A CBC investigation has found the cost of basic dental work in Alberta varies greatly, partly because the dental association doesn't set or recommend fees.
Every other provincial dental association publishes suggested fees, which dentists in that province usually follow.
But dentists in Alberta set their own fees. The Alberta Dental Association and College surveys those fees each year, but the results are released only to dentists.
The CBC contacted more than 60 dentists across the country to inquire about the fees for two basic services — a basic cleaning and a basic examination. Half of dentists surveyed were in Alberta and half outside the province. Some dentists were reluctant to give out information.
Prices range in Alberta
The informal survey revealed that in Alberta, the price for a basic exam ranged from $50 to $109, while the cleaning ranged from about $200 to about $300. Adding the cost of an exam and cleaning together, the cheapest dentist the CBC talked to willing to give prices was in Fort McMurray and the most expensive in Black Diamond, about 50 kilometres southwest of Calgary.

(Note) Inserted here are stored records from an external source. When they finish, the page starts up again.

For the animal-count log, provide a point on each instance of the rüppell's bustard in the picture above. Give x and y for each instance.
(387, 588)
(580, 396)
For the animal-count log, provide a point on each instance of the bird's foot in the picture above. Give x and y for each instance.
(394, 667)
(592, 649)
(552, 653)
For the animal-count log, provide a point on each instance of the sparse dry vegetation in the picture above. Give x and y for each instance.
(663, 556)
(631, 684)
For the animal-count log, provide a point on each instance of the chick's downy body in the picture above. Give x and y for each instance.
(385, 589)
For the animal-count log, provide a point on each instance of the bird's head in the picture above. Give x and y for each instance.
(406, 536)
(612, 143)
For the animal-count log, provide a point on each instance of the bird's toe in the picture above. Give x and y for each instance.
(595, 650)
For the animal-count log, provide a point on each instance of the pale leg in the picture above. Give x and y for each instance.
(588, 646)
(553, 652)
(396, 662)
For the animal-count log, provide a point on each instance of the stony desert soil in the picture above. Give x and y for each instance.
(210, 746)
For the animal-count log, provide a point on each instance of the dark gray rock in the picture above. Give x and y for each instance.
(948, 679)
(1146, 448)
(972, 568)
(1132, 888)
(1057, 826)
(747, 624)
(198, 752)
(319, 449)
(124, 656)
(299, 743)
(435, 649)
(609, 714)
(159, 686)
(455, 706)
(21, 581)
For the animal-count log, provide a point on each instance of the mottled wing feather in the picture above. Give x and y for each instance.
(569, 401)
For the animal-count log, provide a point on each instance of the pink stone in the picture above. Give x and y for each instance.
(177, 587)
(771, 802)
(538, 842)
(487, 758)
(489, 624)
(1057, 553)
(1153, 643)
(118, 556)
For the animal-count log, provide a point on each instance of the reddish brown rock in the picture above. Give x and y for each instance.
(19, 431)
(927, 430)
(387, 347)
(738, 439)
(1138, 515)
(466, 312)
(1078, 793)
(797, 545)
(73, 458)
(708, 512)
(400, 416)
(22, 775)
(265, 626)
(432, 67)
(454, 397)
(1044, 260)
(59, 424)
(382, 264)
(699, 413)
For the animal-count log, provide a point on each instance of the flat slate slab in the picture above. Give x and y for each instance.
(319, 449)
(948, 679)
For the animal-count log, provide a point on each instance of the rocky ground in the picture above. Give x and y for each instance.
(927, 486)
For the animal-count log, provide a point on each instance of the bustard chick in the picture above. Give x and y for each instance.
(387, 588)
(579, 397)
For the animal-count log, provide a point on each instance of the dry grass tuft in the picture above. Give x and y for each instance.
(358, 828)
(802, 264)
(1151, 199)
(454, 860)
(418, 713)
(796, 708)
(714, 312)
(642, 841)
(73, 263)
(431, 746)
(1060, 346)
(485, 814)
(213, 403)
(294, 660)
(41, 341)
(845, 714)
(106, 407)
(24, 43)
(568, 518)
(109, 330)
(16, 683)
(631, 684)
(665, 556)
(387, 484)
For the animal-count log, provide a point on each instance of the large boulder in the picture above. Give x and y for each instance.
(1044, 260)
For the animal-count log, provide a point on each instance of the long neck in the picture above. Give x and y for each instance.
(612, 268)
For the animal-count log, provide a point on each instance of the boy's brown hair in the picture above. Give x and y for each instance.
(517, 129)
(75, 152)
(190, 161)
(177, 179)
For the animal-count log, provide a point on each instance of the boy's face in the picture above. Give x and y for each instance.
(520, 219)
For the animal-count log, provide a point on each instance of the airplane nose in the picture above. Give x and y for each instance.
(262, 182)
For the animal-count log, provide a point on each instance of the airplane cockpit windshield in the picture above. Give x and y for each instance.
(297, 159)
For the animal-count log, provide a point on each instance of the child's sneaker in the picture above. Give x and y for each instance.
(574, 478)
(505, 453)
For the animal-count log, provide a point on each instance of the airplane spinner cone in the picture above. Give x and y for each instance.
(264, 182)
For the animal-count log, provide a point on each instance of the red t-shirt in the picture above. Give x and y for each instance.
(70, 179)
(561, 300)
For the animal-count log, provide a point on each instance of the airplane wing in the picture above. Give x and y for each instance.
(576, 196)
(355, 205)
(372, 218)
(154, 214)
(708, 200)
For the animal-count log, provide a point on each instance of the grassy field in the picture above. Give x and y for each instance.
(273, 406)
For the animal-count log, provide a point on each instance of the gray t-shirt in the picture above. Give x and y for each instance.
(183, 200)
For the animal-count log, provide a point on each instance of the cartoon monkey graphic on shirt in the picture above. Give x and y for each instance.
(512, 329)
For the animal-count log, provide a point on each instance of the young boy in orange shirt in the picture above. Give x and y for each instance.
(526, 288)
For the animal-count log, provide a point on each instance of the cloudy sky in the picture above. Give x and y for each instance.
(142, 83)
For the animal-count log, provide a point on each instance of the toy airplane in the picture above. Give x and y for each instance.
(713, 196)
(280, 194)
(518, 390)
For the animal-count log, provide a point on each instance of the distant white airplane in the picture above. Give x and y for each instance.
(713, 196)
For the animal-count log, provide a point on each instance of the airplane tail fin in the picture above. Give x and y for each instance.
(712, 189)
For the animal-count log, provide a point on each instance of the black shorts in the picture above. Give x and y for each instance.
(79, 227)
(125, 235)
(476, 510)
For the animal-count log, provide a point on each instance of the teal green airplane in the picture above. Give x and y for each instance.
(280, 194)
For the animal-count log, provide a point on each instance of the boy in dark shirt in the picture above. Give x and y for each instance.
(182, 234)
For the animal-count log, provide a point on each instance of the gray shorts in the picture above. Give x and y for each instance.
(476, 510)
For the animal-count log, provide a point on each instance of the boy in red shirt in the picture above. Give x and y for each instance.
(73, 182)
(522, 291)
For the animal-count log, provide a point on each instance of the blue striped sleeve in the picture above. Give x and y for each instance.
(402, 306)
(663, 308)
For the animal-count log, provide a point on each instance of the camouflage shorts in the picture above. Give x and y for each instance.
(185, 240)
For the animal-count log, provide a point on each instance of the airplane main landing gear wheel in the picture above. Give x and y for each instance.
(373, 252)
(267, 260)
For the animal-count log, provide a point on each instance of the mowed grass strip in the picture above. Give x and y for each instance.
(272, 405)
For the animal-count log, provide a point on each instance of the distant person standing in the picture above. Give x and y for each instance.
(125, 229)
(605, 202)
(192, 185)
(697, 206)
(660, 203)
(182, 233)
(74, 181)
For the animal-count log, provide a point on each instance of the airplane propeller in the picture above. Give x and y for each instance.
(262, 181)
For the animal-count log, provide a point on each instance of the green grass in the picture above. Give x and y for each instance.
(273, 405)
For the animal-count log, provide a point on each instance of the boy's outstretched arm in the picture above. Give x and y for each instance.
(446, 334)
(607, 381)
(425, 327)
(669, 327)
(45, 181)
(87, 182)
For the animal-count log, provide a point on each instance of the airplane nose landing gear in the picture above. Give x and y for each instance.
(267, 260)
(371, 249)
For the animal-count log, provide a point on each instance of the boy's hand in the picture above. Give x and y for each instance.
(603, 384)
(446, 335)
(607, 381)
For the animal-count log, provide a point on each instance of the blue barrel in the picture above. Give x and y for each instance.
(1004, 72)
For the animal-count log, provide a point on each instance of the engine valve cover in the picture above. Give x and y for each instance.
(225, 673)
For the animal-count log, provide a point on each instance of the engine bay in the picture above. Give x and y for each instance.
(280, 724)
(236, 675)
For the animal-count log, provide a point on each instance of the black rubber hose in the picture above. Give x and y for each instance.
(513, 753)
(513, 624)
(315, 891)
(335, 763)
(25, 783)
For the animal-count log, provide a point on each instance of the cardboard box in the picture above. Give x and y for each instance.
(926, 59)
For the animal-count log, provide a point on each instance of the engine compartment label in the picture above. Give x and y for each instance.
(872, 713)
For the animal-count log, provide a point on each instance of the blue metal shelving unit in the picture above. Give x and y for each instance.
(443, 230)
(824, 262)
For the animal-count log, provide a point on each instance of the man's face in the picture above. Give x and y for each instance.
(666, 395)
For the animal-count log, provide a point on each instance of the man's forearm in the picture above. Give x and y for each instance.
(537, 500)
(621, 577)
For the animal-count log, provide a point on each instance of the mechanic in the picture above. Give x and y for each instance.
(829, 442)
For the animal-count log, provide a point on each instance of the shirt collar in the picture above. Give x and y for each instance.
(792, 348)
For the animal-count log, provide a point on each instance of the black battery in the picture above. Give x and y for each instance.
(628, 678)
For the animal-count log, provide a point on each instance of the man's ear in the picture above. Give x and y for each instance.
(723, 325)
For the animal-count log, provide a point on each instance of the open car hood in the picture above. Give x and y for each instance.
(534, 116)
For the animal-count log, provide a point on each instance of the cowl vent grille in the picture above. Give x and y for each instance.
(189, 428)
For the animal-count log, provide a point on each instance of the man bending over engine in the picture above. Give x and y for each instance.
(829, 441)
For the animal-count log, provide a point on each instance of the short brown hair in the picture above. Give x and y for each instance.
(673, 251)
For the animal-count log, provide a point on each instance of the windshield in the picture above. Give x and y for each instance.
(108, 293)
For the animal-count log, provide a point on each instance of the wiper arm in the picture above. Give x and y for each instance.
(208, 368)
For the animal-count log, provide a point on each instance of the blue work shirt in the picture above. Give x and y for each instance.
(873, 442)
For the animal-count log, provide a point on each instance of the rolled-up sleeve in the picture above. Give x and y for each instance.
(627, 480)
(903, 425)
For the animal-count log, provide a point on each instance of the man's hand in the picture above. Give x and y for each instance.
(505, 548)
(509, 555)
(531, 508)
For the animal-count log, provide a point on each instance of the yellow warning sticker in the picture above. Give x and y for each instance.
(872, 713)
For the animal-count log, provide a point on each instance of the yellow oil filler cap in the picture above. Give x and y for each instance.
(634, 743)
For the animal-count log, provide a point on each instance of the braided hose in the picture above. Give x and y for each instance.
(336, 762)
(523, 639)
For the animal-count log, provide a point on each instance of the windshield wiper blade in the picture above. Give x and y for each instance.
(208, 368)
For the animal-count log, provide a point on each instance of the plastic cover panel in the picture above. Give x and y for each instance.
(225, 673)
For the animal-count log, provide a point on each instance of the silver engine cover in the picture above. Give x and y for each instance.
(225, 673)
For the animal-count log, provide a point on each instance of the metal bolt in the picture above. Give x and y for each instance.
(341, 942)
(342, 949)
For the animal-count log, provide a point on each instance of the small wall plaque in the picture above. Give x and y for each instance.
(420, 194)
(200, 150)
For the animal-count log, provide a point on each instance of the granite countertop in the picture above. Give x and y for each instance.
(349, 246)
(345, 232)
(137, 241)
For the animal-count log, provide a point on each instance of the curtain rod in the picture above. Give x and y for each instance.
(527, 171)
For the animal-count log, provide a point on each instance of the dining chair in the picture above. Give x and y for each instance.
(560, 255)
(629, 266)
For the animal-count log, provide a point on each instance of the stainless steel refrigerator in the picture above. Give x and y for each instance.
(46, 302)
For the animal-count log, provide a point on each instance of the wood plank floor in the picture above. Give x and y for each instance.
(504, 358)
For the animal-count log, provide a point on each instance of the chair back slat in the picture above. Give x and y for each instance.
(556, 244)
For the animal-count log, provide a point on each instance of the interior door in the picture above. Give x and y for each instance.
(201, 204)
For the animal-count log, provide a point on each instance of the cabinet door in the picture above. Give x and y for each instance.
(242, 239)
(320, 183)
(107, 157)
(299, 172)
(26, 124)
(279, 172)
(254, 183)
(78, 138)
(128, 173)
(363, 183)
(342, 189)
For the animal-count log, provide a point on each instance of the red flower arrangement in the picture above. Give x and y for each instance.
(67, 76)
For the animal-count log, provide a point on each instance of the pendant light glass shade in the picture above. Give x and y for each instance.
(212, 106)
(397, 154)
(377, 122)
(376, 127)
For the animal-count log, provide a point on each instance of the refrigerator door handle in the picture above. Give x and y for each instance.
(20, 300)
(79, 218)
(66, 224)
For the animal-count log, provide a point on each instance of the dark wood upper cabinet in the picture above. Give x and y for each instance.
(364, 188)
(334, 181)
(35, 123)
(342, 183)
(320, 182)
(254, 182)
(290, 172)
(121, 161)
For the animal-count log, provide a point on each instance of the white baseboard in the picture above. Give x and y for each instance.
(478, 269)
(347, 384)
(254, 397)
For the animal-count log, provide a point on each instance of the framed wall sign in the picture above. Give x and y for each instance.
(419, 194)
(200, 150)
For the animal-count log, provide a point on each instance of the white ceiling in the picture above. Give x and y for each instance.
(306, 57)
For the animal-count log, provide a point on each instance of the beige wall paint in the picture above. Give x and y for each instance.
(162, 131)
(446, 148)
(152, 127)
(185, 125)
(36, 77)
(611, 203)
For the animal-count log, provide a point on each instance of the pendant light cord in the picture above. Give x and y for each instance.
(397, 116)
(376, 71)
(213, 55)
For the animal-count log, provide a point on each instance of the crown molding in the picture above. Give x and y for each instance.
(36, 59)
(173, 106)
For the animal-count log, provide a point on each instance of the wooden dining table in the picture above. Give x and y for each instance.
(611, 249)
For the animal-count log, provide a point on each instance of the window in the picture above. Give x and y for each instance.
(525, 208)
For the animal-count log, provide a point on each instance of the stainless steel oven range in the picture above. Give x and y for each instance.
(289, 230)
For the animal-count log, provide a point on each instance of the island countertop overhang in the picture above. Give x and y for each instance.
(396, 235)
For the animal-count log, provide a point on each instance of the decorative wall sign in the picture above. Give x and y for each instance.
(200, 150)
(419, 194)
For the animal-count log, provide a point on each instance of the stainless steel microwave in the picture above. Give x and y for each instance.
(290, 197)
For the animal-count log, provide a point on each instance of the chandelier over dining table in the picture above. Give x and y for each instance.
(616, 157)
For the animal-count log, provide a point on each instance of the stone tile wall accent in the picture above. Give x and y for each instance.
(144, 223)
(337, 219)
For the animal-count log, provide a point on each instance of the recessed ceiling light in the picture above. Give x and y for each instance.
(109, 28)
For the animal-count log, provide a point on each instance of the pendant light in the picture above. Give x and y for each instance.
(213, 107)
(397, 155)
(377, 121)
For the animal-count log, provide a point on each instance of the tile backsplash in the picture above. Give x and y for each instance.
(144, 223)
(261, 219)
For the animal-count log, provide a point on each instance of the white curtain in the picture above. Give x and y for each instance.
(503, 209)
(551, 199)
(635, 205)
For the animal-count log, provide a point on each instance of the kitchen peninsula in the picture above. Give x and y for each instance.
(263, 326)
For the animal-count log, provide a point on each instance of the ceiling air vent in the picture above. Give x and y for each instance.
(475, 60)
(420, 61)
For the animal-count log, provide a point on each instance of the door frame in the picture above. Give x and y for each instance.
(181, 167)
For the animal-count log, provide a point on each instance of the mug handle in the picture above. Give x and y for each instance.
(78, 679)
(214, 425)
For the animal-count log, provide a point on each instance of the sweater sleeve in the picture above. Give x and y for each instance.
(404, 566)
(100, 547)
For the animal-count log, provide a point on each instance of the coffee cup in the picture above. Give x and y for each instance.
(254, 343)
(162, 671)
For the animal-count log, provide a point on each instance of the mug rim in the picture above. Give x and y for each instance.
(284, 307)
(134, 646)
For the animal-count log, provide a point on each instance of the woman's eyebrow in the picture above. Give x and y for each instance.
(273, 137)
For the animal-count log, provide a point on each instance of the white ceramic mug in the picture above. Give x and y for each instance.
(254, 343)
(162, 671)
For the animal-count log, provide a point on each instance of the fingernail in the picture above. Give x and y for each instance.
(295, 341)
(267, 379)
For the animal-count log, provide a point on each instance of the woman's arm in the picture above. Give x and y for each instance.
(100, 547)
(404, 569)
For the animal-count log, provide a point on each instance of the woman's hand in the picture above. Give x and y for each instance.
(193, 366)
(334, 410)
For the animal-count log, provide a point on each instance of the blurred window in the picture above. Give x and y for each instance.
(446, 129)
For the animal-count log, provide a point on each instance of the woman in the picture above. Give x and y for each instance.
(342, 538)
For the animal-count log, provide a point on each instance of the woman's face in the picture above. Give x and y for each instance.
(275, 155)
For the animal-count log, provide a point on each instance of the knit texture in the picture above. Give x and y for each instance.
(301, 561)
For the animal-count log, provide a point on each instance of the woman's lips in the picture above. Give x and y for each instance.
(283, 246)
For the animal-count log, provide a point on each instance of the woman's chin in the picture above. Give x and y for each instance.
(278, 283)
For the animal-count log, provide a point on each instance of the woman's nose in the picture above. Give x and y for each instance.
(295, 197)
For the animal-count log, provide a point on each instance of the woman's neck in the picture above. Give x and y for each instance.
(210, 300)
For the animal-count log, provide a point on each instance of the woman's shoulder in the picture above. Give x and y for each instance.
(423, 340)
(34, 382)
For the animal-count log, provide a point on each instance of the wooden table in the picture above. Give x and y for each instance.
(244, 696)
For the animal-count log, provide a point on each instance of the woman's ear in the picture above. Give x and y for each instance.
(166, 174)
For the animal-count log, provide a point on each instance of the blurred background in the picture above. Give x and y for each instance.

In provinces with a suggested fee schedule, the dentists surveyed tended to stick with the list. Nova Scotia had the cheapest fees for basic services.
Judy Crowell of Calgary has three children who each have a different dentist. She no longer has dental coverage and watches the bills carefully. She recently got an estimate from her husband's dentist for $12,000 in dental work, which was a shock.
But even regular checkups come with a hefty bill.
"I know when my kids have gone to get their cleaning it can range from … maybe $200 to $400."
Dentist's office a business
Calgary dentist Bob Huff, who is also a director with the Alberta Dental Association and College, said a dentist is like any other business.
"You determine what the cost of running your business [is], then you set your fees to make what you think is a reasonable profit above that," he said.
The association used to issue a fee guide but decided to stop about 10 years ago because it was in the public's interest to have dentists set their own fees, said Huff.
"By having every dentist set their own fees then there's more competition," he said. "There would be people with lower fees and people with higher fees and it would give the public more choice of where they would like to go for their dental treatment."
Huff said patients who are concerned about dental fees should discuss the matter with their dentists and get another estimate if those concerns aren't settled.